Poi è stata la volta del famoso appello dei mille sindaci, rilanciato da tutte le testate. “Oltre 1000 sindaci scrivono a Draghi: «Resta»”, scrive il Corriere – e con lui tg e testate varie – dedicando ampio spazio ad una lettera aperta dei primi cittadini che pregano il premier dimissionario di ripensarci. Ci pare di vederli, i mille sindaci, sedotti e (quasi)abbandonati, come una qualunque Brooke Logan con Ridge, «seduti in una stanza pregando per un sì», per dirla alla Max Pezzali.
Peccato che la verità poi viene fuori, e a volte si è anche costretti a scriverla, visto che l’istituto della rettifica giornalistica ancora esiste. E così il Corriere di ieri dedica un trafiletto in cui il neo sindaco di Palermo Roberto Lagalla precisa – per bocca del suo ufficio stampa – di non aver firmato l’appello, nonostante il suo nome figurasse al numero 822 della lista. Una semplice svista? Ma allora le altre firme sono tutte vere? Verificabili? Non si sa, non è importante e soprattutto non conta, non c’è tempo, ora bisogna fare di tutto affinché Super Mario non ci lasci.

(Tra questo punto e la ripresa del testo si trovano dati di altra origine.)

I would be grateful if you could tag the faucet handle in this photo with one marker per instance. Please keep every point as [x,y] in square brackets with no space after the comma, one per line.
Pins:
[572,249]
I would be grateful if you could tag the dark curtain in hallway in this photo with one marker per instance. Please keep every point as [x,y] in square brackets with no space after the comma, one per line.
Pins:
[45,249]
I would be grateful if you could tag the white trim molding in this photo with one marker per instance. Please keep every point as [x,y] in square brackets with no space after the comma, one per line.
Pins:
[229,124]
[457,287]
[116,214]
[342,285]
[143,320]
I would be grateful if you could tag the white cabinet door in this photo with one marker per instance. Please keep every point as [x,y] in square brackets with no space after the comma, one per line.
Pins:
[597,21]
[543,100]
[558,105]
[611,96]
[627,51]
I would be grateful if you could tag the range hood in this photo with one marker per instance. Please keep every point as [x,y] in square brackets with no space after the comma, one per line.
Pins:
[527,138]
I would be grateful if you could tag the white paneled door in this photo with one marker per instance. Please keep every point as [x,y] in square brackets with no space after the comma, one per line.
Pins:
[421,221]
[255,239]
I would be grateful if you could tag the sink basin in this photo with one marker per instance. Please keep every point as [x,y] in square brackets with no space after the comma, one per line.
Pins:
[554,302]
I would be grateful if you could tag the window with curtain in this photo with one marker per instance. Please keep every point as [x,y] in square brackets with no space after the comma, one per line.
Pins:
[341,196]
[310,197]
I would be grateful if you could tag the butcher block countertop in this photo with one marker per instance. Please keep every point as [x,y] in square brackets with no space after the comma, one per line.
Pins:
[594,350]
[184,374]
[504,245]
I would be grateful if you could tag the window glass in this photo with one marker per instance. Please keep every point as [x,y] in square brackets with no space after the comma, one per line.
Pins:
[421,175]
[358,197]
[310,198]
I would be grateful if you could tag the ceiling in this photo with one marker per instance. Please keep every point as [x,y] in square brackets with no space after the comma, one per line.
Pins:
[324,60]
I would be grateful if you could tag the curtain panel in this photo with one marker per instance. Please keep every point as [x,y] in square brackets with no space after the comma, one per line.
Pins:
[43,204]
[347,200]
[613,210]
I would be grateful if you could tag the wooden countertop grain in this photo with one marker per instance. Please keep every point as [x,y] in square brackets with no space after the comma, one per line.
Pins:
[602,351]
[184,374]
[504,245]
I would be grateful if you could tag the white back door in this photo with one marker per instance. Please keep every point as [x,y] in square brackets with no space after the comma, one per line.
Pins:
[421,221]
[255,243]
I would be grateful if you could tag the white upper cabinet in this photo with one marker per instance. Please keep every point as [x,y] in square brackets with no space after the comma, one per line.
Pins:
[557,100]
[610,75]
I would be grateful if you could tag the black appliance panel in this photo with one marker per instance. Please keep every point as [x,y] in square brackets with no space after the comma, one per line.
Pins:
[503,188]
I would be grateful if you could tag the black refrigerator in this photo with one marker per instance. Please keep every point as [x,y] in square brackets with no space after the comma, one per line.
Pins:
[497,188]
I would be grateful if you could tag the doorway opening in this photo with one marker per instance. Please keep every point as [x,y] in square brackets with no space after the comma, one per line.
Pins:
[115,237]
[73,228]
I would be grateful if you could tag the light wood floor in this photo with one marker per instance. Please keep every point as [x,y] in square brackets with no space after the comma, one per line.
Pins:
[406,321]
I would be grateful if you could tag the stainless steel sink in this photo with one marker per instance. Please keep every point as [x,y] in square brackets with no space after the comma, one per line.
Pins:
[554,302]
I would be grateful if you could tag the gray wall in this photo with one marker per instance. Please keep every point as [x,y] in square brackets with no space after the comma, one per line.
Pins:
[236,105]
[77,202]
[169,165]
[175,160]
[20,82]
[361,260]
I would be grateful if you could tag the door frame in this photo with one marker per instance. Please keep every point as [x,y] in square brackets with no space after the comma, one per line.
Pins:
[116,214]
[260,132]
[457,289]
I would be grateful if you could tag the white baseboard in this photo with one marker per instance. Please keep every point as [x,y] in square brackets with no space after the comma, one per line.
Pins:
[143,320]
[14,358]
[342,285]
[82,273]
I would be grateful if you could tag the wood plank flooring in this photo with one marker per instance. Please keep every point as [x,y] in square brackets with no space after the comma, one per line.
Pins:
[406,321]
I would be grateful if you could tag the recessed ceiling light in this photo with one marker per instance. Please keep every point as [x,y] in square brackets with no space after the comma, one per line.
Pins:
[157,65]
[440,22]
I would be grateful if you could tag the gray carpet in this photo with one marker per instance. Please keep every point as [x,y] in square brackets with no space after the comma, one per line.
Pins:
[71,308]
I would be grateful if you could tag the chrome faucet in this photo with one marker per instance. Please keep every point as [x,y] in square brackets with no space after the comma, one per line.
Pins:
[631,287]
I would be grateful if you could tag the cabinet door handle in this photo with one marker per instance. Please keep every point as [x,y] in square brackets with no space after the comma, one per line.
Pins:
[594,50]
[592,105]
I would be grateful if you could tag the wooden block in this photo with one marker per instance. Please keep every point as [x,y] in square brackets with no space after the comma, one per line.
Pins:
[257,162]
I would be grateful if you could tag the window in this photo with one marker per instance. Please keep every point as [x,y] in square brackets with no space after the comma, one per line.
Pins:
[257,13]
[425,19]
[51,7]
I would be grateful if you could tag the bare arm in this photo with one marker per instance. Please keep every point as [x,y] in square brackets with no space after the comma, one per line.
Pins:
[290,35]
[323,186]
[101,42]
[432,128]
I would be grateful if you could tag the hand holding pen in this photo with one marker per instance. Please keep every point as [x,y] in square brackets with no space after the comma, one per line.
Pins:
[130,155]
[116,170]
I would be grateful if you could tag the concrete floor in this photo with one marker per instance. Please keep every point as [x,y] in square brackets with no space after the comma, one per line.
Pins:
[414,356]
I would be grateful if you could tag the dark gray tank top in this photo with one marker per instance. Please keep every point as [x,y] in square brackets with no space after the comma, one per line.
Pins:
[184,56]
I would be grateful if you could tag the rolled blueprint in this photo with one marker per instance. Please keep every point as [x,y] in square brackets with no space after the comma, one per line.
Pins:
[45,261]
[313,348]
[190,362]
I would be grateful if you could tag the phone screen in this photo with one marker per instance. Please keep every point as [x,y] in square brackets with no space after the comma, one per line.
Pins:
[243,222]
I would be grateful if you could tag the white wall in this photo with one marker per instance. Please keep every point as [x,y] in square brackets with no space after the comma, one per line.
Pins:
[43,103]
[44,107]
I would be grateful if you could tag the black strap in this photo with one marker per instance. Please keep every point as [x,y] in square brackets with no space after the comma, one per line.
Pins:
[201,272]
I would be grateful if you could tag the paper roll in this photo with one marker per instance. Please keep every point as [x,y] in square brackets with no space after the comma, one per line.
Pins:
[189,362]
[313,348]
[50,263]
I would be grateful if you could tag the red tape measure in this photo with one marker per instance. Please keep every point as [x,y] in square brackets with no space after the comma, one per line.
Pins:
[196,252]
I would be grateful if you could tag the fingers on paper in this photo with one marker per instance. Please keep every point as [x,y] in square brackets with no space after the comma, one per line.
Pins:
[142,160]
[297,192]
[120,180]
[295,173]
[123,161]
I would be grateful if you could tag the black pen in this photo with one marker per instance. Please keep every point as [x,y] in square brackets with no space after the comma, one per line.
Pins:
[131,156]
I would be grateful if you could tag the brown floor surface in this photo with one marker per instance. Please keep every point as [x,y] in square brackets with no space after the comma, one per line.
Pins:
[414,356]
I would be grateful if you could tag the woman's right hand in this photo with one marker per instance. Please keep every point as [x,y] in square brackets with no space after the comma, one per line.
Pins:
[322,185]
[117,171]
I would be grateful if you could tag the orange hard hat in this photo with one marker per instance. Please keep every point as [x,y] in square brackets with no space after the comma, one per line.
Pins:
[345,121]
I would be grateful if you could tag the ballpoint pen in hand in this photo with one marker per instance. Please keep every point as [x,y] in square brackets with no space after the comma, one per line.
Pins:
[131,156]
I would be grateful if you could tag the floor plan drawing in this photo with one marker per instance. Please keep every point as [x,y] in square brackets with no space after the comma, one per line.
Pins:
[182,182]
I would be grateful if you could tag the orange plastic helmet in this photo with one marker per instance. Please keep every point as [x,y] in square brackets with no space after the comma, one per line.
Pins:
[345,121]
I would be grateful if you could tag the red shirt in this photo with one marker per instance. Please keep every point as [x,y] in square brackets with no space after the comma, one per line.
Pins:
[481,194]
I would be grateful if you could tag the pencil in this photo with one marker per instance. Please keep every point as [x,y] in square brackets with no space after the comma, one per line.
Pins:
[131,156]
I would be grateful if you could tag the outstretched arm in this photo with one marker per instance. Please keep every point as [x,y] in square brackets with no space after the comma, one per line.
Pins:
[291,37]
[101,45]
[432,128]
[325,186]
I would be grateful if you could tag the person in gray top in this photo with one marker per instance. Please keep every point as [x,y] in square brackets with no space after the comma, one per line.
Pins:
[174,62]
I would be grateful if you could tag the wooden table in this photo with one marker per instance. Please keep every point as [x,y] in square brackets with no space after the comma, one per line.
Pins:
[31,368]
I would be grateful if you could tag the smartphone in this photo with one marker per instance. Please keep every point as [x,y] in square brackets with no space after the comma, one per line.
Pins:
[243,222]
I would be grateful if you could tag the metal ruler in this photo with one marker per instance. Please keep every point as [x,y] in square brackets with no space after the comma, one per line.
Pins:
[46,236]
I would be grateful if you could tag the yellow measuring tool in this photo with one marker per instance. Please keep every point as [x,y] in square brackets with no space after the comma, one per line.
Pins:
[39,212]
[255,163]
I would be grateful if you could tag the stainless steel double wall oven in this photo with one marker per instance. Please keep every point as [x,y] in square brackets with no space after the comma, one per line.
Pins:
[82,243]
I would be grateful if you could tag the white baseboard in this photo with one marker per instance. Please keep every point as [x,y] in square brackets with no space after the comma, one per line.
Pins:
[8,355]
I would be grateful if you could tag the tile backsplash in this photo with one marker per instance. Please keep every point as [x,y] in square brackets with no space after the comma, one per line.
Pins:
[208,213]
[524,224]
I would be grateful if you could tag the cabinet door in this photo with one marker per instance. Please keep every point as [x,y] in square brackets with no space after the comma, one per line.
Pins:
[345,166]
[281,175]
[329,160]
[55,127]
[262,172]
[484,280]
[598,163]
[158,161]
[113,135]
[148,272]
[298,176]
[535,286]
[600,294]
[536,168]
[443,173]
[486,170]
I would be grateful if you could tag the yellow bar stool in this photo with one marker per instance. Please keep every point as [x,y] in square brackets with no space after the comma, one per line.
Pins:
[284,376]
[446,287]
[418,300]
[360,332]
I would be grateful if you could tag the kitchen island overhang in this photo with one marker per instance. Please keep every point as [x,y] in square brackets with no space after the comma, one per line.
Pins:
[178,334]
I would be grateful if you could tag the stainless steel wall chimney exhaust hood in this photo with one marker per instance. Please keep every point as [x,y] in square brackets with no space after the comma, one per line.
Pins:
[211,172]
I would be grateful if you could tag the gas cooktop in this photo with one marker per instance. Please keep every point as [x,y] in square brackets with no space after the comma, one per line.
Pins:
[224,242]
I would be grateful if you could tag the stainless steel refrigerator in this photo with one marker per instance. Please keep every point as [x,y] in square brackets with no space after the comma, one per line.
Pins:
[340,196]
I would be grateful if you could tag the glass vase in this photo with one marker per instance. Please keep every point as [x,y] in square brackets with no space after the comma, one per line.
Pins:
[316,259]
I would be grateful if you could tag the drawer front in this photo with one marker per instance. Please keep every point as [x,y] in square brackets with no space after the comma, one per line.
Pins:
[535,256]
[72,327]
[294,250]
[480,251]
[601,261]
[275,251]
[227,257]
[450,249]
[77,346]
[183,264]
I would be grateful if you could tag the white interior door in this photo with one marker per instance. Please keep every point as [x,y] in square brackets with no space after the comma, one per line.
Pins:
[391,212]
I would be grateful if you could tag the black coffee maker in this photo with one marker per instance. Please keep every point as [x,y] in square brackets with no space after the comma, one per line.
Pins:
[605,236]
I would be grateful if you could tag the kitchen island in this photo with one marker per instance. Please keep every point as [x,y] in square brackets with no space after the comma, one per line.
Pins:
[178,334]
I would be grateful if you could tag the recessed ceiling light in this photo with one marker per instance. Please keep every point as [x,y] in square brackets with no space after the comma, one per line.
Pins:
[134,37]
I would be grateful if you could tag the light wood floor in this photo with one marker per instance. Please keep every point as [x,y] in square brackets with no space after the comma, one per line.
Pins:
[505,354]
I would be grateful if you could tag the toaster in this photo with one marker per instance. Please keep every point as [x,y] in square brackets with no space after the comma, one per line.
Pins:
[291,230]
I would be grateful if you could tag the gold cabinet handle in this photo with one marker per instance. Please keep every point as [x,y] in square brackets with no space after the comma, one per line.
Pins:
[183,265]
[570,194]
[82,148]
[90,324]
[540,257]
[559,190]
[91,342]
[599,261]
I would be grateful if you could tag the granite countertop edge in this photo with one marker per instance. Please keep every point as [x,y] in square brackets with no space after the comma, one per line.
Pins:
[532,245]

E così dopo gli appelli è stata la volta delle manifestazioni. Da Milano a Roma, da Torino a Firenze. In piazza ci sono proprio tutti, lo scrivono i giornali, giovani, anziani, di destra e di sinistra, perché un super eroe non conosce colore politico. C’è la foto di una donna avvolta in una bandiera dell’Europa, una donna avvolto nella bandiera dell’Ucraina, un bambino avvolto nella FFP2 con in mano un cartello: «Quando ero piccolo mi piacevano i maghi. Oggi inveve mi piace Draghi. Alle magie e alle favole non ci credo puù perciò al mio futuro pensaci tu».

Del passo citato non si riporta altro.